Most texts, as a rule, outlive their authors. So, the text is always in need of understanding and in need of explanation. These are two of Ricoeur's ubiquitous terms. But the bottom line is you cannot look at a text and really assume the intention of the text or the intention of the author. And so when I when I look at these texts, I often see what's lacking. But at the same time, try to see if there is any applicability or appropriation of this text to my own experience in life and so forth.
Hawkins: [00:19:04]
All right. Well, I was thinking more of basic linguistic problems. For instance, Hegel's Ph??nomenologie des Geistes is often translated as either the phenomenology of mind or spirit. And so, it becomes a problem around the word geist, which also translates to ghost. One thinks of poltergeist. You can read a couple of different translations of Hegel's work and you get slightly different variations of important words and phrases. All of the translations of the Bible have similar problems attached to translation.
Harris: [00:20:05]
I have had this argument in my discussions with biblical scholars and persons who teach Greek and Hebrew, and so forth. Part of my argument is that these languages are not necessarily original either.

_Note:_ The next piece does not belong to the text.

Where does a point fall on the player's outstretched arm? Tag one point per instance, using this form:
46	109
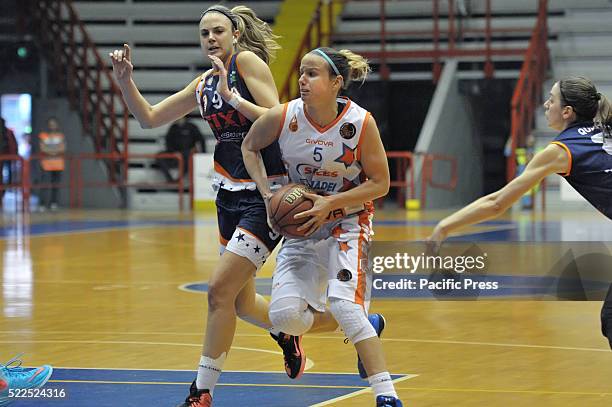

And, in theological studies [there's] interest in using the original language, let's say, of the Old Testament and the New Testament, which is pretty normal. But at the same time, I think that even those languages themselves, and the translations that emanate from them, are grounded in experience and grounded in culture. There is no absolute pure translation of any text, including biblical texts. Even the [biblical] translators had to figure out what was being said on the papyri and what was being said on these other arcane ways of writing and communicating.
Harris: [00:21:52]
So, while it's important for people to have knowledge of as many languages as possible, I personally, don't have that gift of other languages and translations. One of the phrases that comes back to me from Derrida is from his Monolingualism of the Other: I only have but one language and that language is not mine. That phrase from Derrida stuck with me because I could not help but think about the fact that language was extirpated and erased from Black consciousness as a part of the slave-ocracy. And you know, it was a part of the orientation to American society and culture to erase the language of the slaves. And so, I often say that even the spoken English that I have is a language that is not mine.
Hawkins: [00:23:26]
In the foreword of your highly regarded book, Beyond the Tyranny of the Text, Larry Bouchard cites the French philosopher and linguist Paul Ricoeur as the source of the title, and he quotes: "The sense of text is not behind the text, but it's relevant. It's not something hidden, but something disclosed." Can you explain that?